Oklo says it is now in rarefied company with the United States Department of Energy, landing in a shortlist of five firms in advanced talks to turn Cold War era plutonium into reactor fuel. The Santa Clara based company is pitching the move as a high stakes way to speed deployment of advanced reactors, even as critics warn about safety and nuclear weapons risks. Oklo says it will team up with European developer newcleo to design the fuel and help line up potential project capital. The talks follow White House executive orders issued in May 2025 that shifted part of the government’s long running “dilute and dispose” approach toward industrial fuel cycle options.
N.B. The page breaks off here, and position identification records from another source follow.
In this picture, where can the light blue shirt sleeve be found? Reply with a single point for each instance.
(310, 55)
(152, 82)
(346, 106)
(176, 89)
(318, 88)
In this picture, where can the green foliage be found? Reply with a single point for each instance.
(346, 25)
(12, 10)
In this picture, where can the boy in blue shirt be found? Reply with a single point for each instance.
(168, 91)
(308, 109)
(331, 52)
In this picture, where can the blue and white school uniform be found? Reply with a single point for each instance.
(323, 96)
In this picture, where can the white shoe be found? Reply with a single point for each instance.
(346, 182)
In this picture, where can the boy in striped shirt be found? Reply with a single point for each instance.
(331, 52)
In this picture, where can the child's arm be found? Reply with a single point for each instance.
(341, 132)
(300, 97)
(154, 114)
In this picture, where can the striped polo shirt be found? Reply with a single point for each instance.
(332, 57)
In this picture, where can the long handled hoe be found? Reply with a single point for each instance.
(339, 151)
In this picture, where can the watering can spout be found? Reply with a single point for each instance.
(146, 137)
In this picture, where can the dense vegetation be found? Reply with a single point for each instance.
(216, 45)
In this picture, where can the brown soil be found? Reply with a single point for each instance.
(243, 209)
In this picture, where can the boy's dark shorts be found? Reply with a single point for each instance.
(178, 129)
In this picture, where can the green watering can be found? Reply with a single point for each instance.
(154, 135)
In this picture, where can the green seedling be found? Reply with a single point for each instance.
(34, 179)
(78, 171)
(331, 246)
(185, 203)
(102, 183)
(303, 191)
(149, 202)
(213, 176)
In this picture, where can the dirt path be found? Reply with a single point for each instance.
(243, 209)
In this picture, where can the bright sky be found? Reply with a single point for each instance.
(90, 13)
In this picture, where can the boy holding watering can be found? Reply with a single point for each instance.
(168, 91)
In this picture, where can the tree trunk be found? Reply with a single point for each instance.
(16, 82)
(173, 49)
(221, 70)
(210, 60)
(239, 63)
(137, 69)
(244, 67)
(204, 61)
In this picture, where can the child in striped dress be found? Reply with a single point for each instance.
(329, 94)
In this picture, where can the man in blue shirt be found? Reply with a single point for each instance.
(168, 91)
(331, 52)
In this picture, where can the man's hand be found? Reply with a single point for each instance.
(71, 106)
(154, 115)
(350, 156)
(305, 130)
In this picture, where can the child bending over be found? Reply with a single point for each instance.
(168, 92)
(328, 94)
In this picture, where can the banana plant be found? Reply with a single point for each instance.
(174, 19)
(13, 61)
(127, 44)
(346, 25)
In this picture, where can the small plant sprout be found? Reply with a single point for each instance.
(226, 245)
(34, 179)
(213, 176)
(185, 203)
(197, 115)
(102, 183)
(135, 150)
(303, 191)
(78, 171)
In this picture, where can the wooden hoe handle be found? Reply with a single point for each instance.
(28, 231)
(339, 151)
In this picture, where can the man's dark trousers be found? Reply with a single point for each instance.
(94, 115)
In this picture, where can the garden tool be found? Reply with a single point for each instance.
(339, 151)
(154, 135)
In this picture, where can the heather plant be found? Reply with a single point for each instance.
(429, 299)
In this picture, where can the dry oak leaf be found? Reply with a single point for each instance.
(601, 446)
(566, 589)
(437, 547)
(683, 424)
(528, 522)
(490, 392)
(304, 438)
The company confirmed its selection in a press release via Oklo, which describes the DOE effort as a program that “aims to make designated surplus plutonium material available to industry participants” under strict United States security, safeguards and material accountability rules. Oklo said newcleo is expected to contribute fuel know how and potential project capital, subject to final agreements and approvals. As reported by Reuters, the administration had already signaled in 2025 that it planned to make about 20 metric tons of Cold War era plutonium available for conversion into reactor fuel.
Where the material is stored and what it is
Surplus plutonium is scattered across the federal weapons complex, including the Savannah River Site in South Carolina, the Pantex Plant in Texas and Los Alamos in New Mexico, according to a review by the U.S. Government Accountability Office. The most common weapons useful isotope, plutonium 239, decays extraordinarily slowly. Its half life is on the order of 24,000 years, which means the material stays hazardous on something close to a geological clock, according to the Agency for Toxic Substances and Disease Registry via the NCBI Bookshelf.
Oklo's pitch: speed, supply and capital
Oklo and newcleo are casting the program as a way to turn an uncomfortable legacy stockpile into a bridge fuel while domestic fuel manufacturing catches up. “Fuel supply constraints are a key throttle to advanced reactor development,” Oklo co founder Jacob DeWitte said, and newcleo chief executive Stefano Buono argued that repurposing the material would “reduce U.S. nuclear liabilities,” according to the company statement via Oklo.
Pushback from lawmakers and experts
Not everyone is cheering. Democratic lawmakers have urged the administration to scrap the plan, arguing it raises proliferation risks and noting that, in theory, the surplus inventory could yield material for roughly 2,000 atomic weapons, as reported by Reuters. Independent experts and watchdogs say turning aging, chemically messy weapons material into reactor grade fuel is technically tricky, expensive and deeply security sensitive. Edwin Lyman of the Union of Concerned Scientists has criticized the regulatory shifts that laid the groundwork for the policy change.
Regulatory and legal hurdles ahead
“Advanced talks” is still a long way from a done deal. Any transfer, processing or fabrication of surplus plutonium would sit under tight DOE and National Nuclear Security Administration material control and accounting rules, Nuclear Regulatory Commission oversight where that applies, and full environmental reviews under the National Environmental Policy Act. Those procedural steps are spelled out in the Department of Energy’s final environmental impact statement for the Surplus Plutonium Disposition Program, and the broader policy direction is reflected in White House executive orders issued on May 23, 2025. Together, those documents outline how, and under what conditions, surplus material might be repurposed safely and lawfully.
For now, Oklo’s selection puts a Silicon Valley face on a fraught national experiment: whether weapons era plutonium can really be turned into commercial power fuel without creating bigger problems than it solves. The next milestones will be the outcome of DOE negotiations, any signed agreements with industry partners and the regulatory filings that spell out safeguards, schedules and costs.